Saturday 15 June 2013 to Sunday 18 August 2013
Gallery |
Price range: 
Free

William Kentridge is one of South Africa’s pre-eminent contemporary artists, internationally acclaimed for his films, drawings, theatre and opera productions. He is also an innovative and prolific printmaker who studied etching at the Johannesburg Art Foundation; printmaking has remained central to his work ever since.

In the past 25 years he has produced more than 400 prints, including etchings, engravings, aquatints, silkscreens, linocuts and lithographs, often experimenting with challenging formats and combinations of techniques.  This major exhibition includes 100 prints in all media, from 1988 to the present, focusing on experimental and serial works.  His distinctive use of light and shadow and silhouettes, his concern with memory and perspective, and his absorption in literary texts, are all strongly in evidence.
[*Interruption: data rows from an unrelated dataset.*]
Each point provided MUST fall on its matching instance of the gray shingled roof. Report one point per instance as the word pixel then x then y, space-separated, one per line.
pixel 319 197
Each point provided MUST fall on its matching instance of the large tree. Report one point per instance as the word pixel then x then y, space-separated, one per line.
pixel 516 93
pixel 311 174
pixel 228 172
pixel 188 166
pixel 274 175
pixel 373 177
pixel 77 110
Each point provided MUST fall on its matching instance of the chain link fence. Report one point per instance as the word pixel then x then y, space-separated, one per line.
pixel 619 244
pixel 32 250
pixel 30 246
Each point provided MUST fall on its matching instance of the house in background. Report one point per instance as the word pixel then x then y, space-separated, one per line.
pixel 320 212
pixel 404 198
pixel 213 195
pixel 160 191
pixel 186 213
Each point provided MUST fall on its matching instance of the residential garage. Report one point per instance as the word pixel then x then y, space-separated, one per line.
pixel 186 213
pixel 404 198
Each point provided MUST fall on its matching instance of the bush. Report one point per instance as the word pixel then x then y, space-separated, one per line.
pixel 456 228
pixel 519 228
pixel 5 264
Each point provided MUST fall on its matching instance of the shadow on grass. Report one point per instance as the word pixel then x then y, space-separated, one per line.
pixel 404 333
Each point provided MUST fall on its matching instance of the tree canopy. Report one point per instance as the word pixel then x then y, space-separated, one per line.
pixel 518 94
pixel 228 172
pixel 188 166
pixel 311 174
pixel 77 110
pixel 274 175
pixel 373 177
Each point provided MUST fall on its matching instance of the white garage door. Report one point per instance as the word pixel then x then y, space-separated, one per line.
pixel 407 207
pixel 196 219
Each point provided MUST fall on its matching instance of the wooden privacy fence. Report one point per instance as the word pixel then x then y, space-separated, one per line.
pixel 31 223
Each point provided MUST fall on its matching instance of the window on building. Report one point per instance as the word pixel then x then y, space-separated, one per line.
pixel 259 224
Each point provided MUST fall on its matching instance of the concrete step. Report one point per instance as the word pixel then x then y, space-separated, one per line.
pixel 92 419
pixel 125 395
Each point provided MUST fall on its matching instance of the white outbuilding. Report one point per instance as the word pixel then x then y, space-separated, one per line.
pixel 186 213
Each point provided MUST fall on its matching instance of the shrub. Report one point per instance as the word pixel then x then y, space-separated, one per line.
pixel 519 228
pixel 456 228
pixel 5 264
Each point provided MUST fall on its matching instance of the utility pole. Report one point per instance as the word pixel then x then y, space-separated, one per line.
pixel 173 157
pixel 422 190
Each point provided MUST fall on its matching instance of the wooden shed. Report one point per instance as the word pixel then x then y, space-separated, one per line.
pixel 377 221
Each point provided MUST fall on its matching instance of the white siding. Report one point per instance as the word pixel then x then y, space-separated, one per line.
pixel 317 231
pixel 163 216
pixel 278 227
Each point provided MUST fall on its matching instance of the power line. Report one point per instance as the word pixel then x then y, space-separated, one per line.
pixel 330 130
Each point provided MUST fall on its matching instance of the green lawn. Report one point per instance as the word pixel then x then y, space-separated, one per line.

A centre-piece is Portage (2000), an accordion-folded multi-panelled book, 4 metres long, with torn paper silhouetted figures collaged onto unbound pages of the French encyclopedia Le Nouveau Larousse Illustré. The figures, like those in his animated masterpiece, Shadow Procession, flow from left to right, some dancing, some bearing possessions on their backs. They are evocative of the displaced migrant workers in apartheid-era South Africa and the plight of refugees worldwide, but also paradoxically, the exuberant atmosphere of carnival. The procession is one of Kentridge’s great themes, ultimately a symbol of humanity’s journey through life

A Hayward Touring exhibition from Southbank Centre, London

William Kentridge Biography
William Kentridge (b. 1955, Johannesburg, South Africa) studied at the Johannesburg Art Foundation and the Ecole Jacques Lecoq in Paris. He was a founding member of the Free Filmmakers Co-operative in 1988. In 1998, a major retrospective exhibition opened at the Palais des Beaux-Arts, Brussels. A second exhibition, co-organized by the Museum of Contemporary Art, Chicago, and the New Museum of Contemporary Art, New York, took place in 2001. Kentridge has participated in a number of international biennales and in Documenta X (1997) and XI (2002). He has been the recipient of numerous prizes including the Kaiserring Prize (2003), the Carnegie Prize, the Carnegie International (2000), Standard Bank Young Artist Award (1987), and the Red Ribbon Award for Short Fiction (1982). He lives and works in Johannesburg.